The best that can be said about the crowd around Zacchaeus is that, unlike the crowd around the blind man, they didn't tell him to get down from the sycamore and stop trying to see Jesus.
What they did, after Jesus invited Himself to Zacchaeus's home and Zacchaeus quickly received Him with joy, was this:
...they began to grumble, saying, "He has gone to stay at the house of a sinner."
Such grumbling in the Gospels is usually understood as a knock against Jesus' own morals.
Note, though, that it also implies Jesus has not gone to stay at the house of any of the grumblers. They, after all, came out to see Jesus, too, and they weren't (we may presume) infamous for their crimes against Israel.
So their grumbling may not be purely idle scandal at the actions of a purported prophet.
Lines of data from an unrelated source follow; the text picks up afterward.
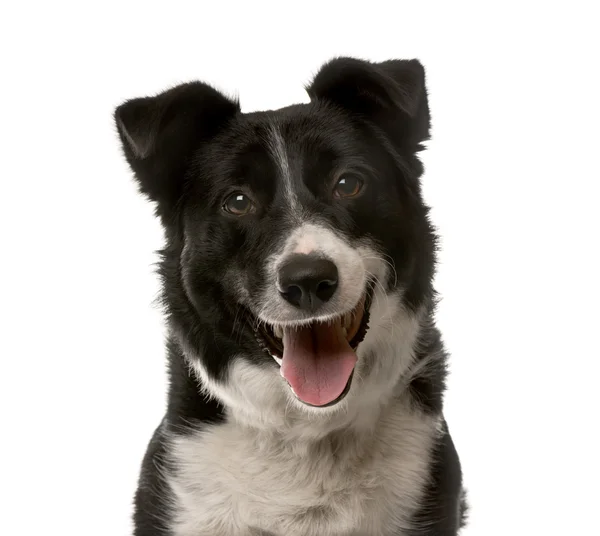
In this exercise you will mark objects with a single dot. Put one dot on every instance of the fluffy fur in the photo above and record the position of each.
(237, 453)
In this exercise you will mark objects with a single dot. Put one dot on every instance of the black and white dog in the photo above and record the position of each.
(306, 372)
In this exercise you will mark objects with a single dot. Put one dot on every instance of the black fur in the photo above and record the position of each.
(191, 146)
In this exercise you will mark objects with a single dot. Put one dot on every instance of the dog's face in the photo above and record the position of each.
(297, 237)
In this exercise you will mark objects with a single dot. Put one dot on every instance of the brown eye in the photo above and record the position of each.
(347, 186)
(238, 204)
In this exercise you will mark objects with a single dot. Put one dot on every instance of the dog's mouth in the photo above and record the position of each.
(317, 359)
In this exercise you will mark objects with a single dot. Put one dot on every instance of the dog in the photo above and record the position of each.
(306, 373)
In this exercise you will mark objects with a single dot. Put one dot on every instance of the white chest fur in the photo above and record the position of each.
(234, 481)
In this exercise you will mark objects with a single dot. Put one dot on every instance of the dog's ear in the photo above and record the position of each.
(391, 94)
(159, 135)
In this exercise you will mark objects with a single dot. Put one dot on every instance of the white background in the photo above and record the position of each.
(512, 175)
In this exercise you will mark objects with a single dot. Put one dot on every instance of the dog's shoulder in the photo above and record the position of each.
(230, 479)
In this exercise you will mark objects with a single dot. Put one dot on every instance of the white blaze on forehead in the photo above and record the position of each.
(306, 244)
(279, 153)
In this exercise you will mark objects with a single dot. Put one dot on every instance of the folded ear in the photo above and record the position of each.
(391, 94)
(159, 135)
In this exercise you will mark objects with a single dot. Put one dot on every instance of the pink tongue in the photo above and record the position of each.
(317, 362)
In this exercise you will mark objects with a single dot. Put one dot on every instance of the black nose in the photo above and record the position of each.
(307, 281)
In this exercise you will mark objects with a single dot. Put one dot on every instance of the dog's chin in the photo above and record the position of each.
(347, 330)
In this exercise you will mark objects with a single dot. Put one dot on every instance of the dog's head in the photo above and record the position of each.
(299, 250)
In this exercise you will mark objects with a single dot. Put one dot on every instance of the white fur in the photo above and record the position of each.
(355, 265)
(280, 156)
(281, 467)
(232, 480)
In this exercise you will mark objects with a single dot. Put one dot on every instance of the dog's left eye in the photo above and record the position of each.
(238, 204)
(347, 186)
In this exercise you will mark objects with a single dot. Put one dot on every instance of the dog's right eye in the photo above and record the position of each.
(238, 204)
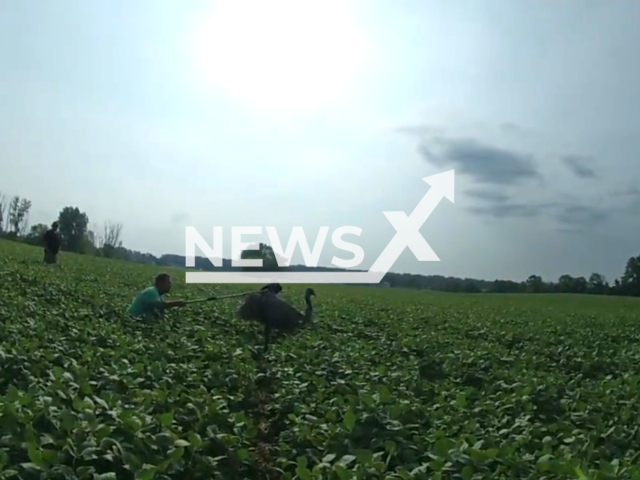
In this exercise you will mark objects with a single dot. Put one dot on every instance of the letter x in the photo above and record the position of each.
(408, 235)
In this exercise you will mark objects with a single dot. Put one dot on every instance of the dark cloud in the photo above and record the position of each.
(576, 216)
(569, 216)
(577, 166)
(179, 217)
(488, 195)
(510, 127)
(509, 210)
(485, 163)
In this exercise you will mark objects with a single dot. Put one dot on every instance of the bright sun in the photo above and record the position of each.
(282, 54)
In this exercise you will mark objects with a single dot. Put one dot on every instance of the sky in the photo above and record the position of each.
(161, 114)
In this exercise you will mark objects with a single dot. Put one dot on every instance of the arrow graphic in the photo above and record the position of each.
(408, 227)
(407, 235)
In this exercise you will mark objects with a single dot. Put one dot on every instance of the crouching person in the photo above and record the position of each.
(51, 244)
(149, 304)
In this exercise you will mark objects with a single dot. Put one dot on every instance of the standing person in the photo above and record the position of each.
(51, 244)
(149, 302)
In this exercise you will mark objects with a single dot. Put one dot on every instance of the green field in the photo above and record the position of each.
(386, 383)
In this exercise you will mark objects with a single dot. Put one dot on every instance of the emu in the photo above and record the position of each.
(274, 313)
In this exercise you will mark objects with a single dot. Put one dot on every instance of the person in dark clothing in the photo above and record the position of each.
(51, 244)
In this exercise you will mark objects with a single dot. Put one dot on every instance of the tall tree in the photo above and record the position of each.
(631, 278)
(73, 228)
(264, 252)
(3, 210)
(18, 215)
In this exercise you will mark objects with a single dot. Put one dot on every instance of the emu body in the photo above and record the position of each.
(274, 313)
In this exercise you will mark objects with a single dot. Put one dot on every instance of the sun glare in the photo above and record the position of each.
(280, 54)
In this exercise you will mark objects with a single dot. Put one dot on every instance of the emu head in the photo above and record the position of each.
(274, 288)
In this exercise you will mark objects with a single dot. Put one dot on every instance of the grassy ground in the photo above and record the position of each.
(386, 384)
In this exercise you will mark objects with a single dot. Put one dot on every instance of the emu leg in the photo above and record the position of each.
(267, 332)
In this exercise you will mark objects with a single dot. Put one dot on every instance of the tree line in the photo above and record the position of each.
(76, 236)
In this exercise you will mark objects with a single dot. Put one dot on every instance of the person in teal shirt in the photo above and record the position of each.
(149, 302)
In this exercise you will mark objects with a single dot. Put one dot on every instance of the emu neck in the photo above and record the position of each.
(309, 310)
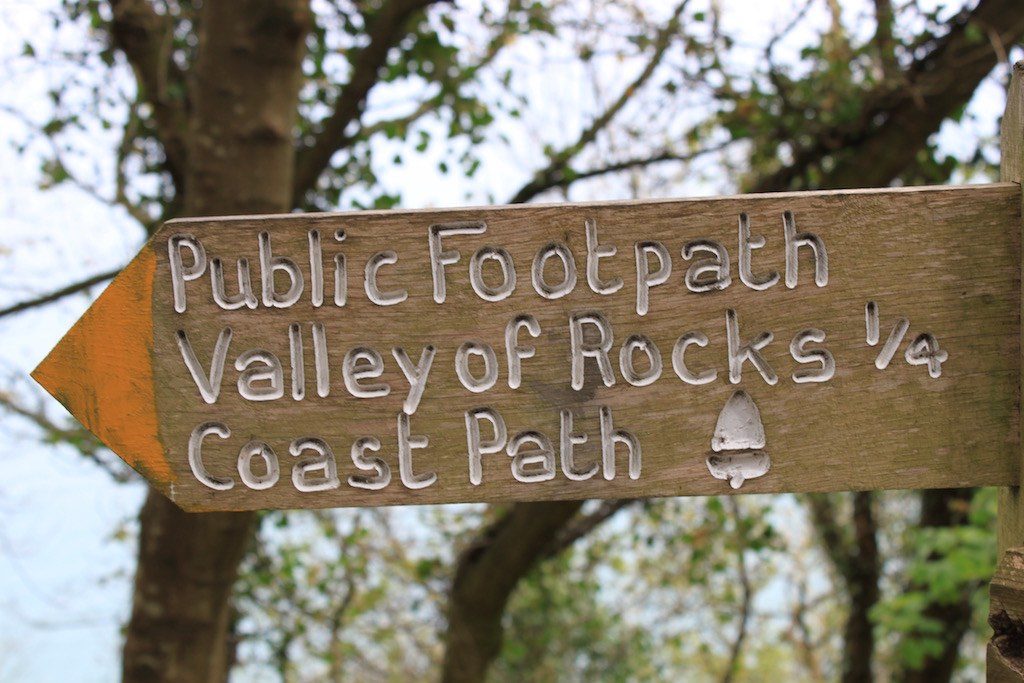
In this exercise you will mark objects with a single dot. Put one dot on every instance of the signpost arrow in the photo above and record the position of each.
(563, 351)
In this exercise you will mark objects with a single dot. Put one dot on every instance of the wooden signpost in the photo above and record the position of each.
(799, 342)
(791, 342)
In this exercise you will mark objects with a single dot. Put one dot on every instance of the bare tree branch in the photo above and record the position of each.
(75, 435)
(145, 38)
(899, 116)
(568, 176)
(584, 524)
(856, 560)
(387, 28)
(60, 293)
(554, 174)
(486, 573)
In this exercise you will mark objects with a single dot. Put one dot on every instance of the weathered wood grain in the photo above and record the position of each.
(947, 259)
(1011, 527)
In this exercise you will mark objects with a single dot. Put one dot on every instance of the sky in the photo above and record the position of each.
(67, 578)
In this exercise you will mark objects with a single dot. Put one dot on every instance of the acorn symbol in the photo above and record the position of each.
(738, 442)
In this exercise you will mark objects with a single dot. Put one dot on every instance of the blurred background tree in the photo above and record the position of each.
(230, 107)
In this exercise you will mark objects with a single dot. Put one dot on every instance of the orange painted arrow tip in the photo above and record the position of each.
(101, 371)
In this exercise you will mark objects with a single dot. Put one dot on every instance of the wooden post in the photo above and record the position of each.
(1006, 650)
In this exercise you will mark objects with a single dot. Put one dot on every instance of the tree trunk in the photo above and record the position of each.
(244, 98)
(862, 573)
(942, 508)
(486, 573)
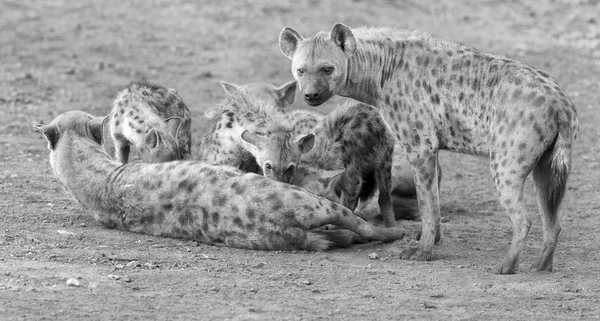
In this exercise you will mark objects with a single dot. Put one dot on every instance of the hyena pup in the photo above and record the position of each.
(153, 119)
(352, 137)
(193, 200)
(435, 94)
(282, 96)
(300, 120)
(239, 114)
(317, 178)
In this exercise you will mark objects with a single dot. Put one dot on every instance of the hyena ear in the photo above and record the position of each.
(251, 138)
(96, 127)
(344, 38)
(152, 138)
(174, 124)
(213, 113)
(229, 88)
(306, 143)
(287, 92)
(289, 39)
(50, 132)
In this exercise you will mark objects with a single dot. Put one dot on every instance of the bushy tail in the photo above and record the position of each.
(560, 159)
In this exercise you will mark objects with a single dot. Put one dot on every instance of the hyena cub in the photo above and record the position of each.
(435, 95)
(194, 200)
(239, 114)
(352, 137)
(154, 120)
(301, 121)
(282, 96)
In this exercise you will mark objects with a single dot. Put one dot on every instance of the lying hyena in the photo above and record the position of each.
(152, 118)
(240, 113)
(352, 137)
(193, 200)
(302, 121)
(437, 95)
(282, 96)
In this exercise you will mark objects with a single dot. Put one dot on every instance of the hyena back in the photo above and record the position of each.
(192, 200)
(434, 95)
(152, 118)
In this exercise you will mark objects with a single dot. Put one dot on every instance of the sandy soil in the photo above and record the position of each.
(61, 55)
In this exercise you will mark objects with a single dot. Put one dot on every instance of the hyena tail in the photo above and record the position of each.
(298, 238)
(558, 159)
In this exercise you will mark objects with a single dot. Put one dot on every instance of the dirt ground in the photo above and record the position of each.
(61, 55)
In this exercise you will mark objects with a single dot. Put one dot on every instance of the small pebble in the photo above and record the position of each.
(73, 282)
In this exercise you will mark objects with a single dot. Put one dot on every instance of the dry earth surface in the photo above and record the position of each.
(61, 55)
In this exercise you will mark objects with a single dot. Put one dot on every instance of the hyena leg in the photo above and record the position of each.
(384, 185)
(542, 174)
(121, 148)
(426, 180)
(350, 185)
(509, 177)
(344, 218)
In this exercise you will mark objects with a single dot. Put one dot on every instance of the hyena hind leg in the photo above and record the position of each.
(542, 180)
(122, 147)
(509, 187)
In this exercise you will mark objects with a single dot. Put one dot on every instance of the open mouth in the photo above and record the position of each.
(317, 101)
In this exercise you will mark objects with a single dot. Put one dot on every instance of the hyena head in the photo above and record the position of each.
(73, 123)
(278, 152)
(282, 97)
(319, 63)
(163, 146)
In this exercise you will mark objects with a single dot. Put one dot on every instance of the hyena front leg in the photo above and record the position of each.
(424, 166)
(344, 218)
(121, 148)
(384, 185)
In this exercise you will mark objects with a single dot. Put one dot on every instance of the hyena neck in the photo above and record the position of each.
(85, 169)
(379, 64)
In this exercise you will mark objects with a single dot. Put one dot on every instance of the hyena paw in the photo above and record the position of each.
(415, 253)
(505, 269)
(541, 266)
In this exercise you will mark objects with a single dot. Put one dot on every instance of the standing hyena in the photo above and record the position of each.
(193, 200)
(437, 95)
(352, 137)
(152, 118)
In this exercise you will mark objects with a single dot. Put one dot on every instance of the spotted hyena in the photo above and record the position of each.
(153, 119)
(302, 121)
(193, 200)
(436, 94)
(352, 137)
(282, 96)
(238, 115)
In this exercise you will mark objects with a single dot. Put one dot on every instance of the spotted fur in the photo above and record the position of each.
(194, 200)
(434, 95)
(153, 119)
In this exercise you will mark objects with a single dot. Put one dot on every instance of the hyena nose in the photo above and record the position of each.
(311, 96)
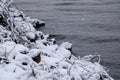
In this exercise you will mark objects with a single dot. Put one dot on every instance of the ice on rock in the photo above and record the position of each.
(28, 54)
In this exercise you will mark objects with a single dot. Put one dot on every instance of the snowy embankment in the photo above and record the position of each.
(28, 54)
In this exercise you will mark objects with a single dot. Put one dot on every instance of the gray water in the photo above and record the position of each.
(90, 25)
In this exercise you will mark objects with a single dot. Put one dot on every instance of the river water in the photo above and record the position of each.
(90, 25)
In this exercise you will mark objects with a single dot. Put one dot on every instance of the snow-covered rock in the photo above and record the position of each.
(28, 54)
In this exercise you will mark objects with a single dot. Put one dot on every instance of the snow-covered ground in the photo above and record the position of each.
(28, 54)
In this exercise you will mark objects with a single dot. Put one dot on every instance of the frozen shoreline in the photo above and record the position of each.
(28, 54)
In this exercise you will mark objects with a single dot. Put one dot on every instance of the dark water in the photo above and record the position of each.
(90, 25)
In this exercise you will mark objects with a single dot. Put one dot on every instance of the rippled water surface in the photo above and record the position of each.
(90, 25)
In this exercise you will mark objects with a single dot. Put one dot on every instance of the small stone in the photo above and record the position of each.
(37, 58)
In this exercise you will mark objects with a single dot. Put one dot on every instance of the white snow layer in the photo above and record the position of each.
(28, 54)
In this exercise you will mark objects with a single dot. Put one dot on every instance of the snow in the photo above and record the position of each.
(28, 54)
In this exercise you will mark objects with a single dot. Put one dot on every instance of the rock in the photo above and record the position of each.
(37, 58)
(31, 36)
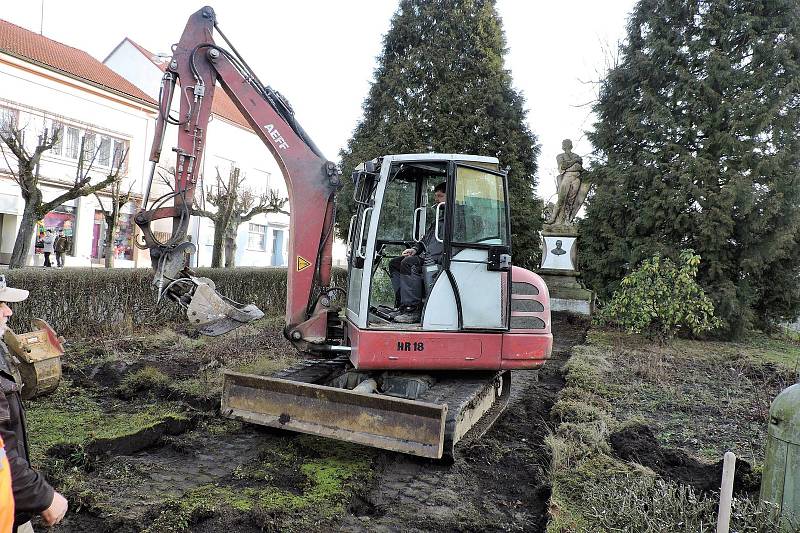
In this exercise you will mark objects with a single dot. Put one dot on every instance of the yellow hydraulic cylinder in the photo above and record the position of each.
(780, 482)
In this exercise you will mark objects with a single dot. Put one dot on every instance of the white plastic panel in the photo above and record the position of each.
(441, 312)
(479, 289)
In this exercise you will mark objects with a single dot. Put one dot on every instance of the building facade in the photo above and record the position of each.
(47, 86)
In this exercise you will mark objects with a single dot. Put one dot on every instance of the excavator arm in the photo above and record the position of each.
(197, 70)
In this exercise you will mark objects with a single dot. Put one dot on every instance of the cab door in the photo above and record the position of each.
(358, 249)
(473, 292)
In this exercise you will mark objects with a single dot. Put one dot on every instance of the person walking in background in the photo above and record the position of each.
(60, 247)
(32, 494)
(48, 241)
(6, 493)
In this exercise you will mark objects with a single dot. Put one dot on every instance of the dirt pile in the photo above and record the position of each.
(638, 443)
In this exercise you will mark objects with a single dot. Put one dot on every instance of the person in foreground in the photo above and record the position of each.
(32, 494)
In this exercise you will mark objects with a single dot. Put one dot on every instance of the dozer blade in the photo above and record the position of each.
(406, 426)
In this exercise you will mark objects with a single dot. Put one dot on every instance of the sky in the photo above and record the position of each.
(321, 54)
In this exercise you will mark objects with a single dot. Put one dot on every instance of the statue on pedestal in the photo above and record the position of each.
(572, 190)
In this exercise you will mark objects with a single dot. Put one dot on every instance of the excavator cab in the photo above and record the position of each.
(464, 289)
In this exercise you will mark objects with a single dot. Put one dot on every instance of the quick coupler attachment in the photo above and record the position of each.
(211, 312)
They're good people; why can't they be graced with the prophet's presence? Or, if not them, then why not someone even better than they?
Jesus has an answer, though I'm not sure how satisfying it was to those who heard it: "For the Son of Man has come to seek and to save what was lost."
To those in the crowd who would be His disciples, the message was clear: You, too, have to seek and save what was lost. You have to go to the descendants of Abraham I won't get to, and tell them that salvation has come to their house today. Don't keep Me in your houses for us to admire each other. Bring My word out to the people who haven't already heard it.
The grumbling of Zacchaeus's neighbors is similar to the grumbling of the Prodigal Son's brother. All that God has is theirs, if they but knew it, and that includes His joy in Zacchaeus's return to life.